Both the Paris attack and the San Bernardino mass shootings were perpetrated by individuals who lived in the respective country - legally.
A study by New America has unveiled a number of chilling trends between the relationship between western-based ISIS. In Massachusetts, David Daoud Wright of Everett was indicted in June on a charge of conspiracy to provide material support to ISIS.
The number of Americans killed from terrorist attacks in the United States post-9/11 is approximately the same as the number of people killed by white supremacists. Terrorists have killed 45 and supremacists 48 claims New America.

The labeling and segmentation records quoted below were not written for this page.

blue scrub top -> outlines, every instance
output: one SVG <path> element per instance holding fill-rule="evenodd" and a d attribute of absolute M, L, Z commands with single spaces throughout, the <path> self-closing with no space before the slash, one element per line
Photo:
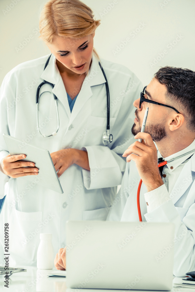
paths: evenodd
<path fill-rule="evenodd" d="M 68 93 L 67 93 L 67 96 L 68 98 L 68 103 L 69 104 L 69 106 L 70 107 L 70 110 L 71 112 L 72 112 L 72 111 L 73 110 L 74 105 L 75 104 L 75 103 L 76 101 L 76 98 L 78 95 L 77 94 L 76 96 L 75 97 L 74 99 L 73 100 L 72 100 L 72 99 L 70 95 L 69 94 L 68 94 Z"/>

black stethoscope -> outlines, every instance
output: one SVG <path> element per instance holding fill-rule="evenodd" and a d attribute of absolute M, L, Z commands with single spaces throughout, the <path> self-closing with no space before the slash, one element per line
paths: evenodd
<path fill-rule="evenodd" d="M 49 59 L 51 55 L 52 54 L 51 54 L 51 55 L 47 60 L 47 61 L 45 63 L 45 67 L 44 69 L 44 70 L 48 65 L 49 61 Z M 102 71 L 102 73 L 103 73 L 103 76 L 104 77 L 104 78 L 106 81 L 105 84 L 106 89 L 106 95 L 107 96 L 107 126 L 106 131 L 104 132 L 103 135 L 103 136 L 102 137 L 102 141 L 104 145 L 105 146 L 106 146 L 106 145 L 107 145 L 109 142 L 111 143 L 111 142 L 112 142 L 113 140 L 113 136 L 112 134 L 109 134 L 109 130 L 110 129 L 110 93 L 109 92 L 109 88 L 108 88 L 108 81 L 106 76 L 106 74 L 105 74 L 105 72 L 104 72 L 103 68 L 102 67 L 101 65 L 100 62 L 99 62 L 99 65 L 100 68 L 101 68 L 101 71 Z M 51 136 L 54 136 L 56 134 L 58 131 L 59 130 L 60 126 L 60 120 L 59 119 L 58 109 L 58 108 L 57 98 L 54 93 L 53 93 L 56 104 L 56 112 L 58 120 L 57 129 L 56 132 L 54 132 L 53 133 L 52 133 L 51 135 L 49 135 L 48 136 L 46 136 L 45 135 L 43 135 L 41 133 L 40 131 L 39 124 L 39 99 L 40 98 L 41 95 L 43 93 L 44 93 L 45 92 L 50 93 L 50 91 L 44 91 L 43 92 L 42 92 L 42 93 L 41 93 L 40 95 L 39 95 L 39 92 L 40 90 L 40 88 L 42 86 L 44 85 L 45 84 L 49 84 L 49 85 L 51 85 L 52 87 L 52 89 L 54 87 L 54 84 L 53 84 L 52 83 L 51 83 L 50 82 L 48 82 L 47 81 L 46 81 L 45 80 L 44 80 L 43 82 L 41 83 L 38 87 L 37 91 L 37 95 L 36 96 L 36 103 L 37 104 L 37 128 L 38 131 L 39 131 L 39 132 L 41 135 L 42 137 L 50 137 Z"/>

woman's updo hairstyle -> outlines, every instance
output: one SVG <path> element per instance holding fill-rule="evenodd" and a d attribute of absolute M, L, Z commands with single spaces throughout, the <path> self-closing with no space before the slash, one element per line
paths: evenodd
<path fill-rule="evenodd" d="M 39 37 L 51 44 L 56 36 L 86 36 L 100 24 L 100 20 L 95 20 L 94 16 L 91 8 L 80 0 L 50 0 L 41 13 Z"/>

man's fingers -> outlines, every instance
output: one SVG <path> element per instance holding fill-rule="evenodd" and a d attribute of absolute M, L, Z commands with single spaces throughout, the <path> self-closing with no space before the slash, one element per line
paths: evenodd
<path fill-rule="evenodd" d="M 143 140 L 142 140 L 143 141 Z M 141 151 L 147 151 L 148 148 L 147 146 L 146 146 L 145 143 L 144 144 L 142 142 L 141 143 L 140 142 L 136 141 L 133 144 L 132 144 L 131 145 L 130 145 L 127 149 L 125 150 L 122 154 L 123 157 L 126 157 L 127 155 L 129 155 L 131 153 L 134 153 L 133 150 L 134 149 L 135 150 L 135 147 L 136 147 L 136 148 L 140 149 Z M 138 153 L 137 153 L 135 154 L 138 154 Z"/>
<path fill-rule="evenodd" d="M 61 249 L 63 249 L 63 248 L 61 248 Z M 65 269 L 65 266 L 64 265 L 64 263 L 63 262 L 63 261 L 62 259 L 61 258 L 61 253 L 58 253 L 58 265 L 60 266 L 61 266 L 61 268 L 63 268 L 64 269 Z"/>
<path fill-rule="evenodd" d="M 147 133 L 141 133 L 139 132 L 135 136 L 135 139 L 139 139 L 140 138 L 145 140 L 146 145 L 149 147 L 155 147 L 154 143 L 149 134 Z"/>
<path fill-rule="evenodd" d="M 122 154 L 122 156 L 123 157 L 127 157 L 128 155 L 131 154 L 132 153 L 133 153 L 134 154 L 136 154 L 136 155 L 138 155 L 139 156 L 142 156 L 144 154 L 144 152 L 143 150 L 141 150 L 139 148 L 138 148 L 136 146 L 132 146 L 130 149 L 127 149 Z"/>
<path fill-rule="evenodd" d="M 54 260 L 54 265 L 55 266 L 55 267 L 57 269 L 57 270 L 64 270 L 64 268 L 62 267 L 58 263 L 58 253 L 56 254 Z"/>

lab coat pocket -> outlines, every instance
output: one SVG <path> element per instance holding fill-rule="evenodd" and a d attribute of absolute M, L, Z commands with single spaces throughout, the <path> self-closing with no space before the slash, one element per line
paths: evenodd
<path fill-rule="evenodd" d="M 22 212 L 13 208 L 9 223 L 10 252 L 13 258 L 20 259 L 21 265 L 22 259 L 29 265 L 36 260 L 42 218 L 42 212 Z"/>
<path fill-rule="evenodd" d="M 183 208 L 180 207 L 176 207 L 175 208 L 180 214 L 181 220 L 182 221 L 186 215 L 189 208 Z"/>
<path fill-rule="evenodd" d="M 110 118 L 110 133 L 116 117 Z M 106 130 L 107 118 L 89 116 L 87 119 L 86 130 L 87 134 L 85 136 L 84 146 L 103 145 L 102 136 Z"/>
<path fill-rule="evenodd" d="M 106 218 L 109 213 L 110 208 L 101 208 L 95 210 L 83 211 L 84 220 L 98 220 L 104 221 Z"/>

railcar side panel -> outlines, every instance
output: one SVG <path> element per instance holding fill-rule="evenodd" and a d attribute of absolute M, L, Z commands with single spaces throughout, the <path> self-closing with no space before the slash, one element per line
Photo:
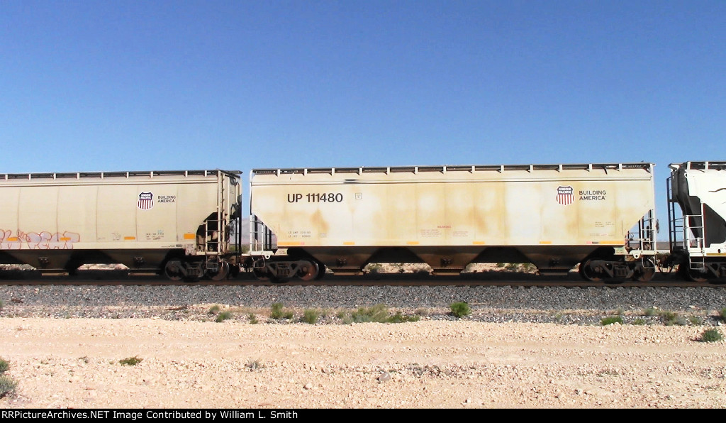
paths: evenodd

But, the impact of ISIS on America and the number of Americans and other Westerners in supporting ISIS
•Western fighters in Syria and Iraq represent a new demographic profile, quite different from that of other Western militants who had fought in Afghanistan in the 1980s or Bosnia in the 1990s.
•Women are represented in unprecedented numbers. One in seven of the individuals in New America’s dataset are women. Women were rarely if at all represented among militants in previous jihadist conflicts.
•They are young. The average age for individuals in New America’s dataset is 24. For female recruits, the average age is 21. Almost one-fifth of New America’s sample are teenagers, more than a third of whom are female.
•They are active online. Almost a third of the foreign fighters in New America’s dataset were reported either to have been active in online jihadist circles or to have radicalized via interaction online. However, there continue to be cases of in-person recruitment.
•Many have familial ties to jihadism. One-third of Western fighters have a familial connection to jihad, whether through relatives currently fighting in Syria or Iraq, marriage, or some other link to jihadists from prior conflicts or attacks. Of those with a familial link, almost two-thirds have a relative fighting in this conflict and almost one-third are connected through marriage, many of them new marriages conducted after arriving in Syria.
•The United States will have to remain aware of the threat from non-American returnees - many of whom come from countries that are part of the United States’ visa waiver program.
•ISIS-inspired violence will pose the most likely threat to the United States.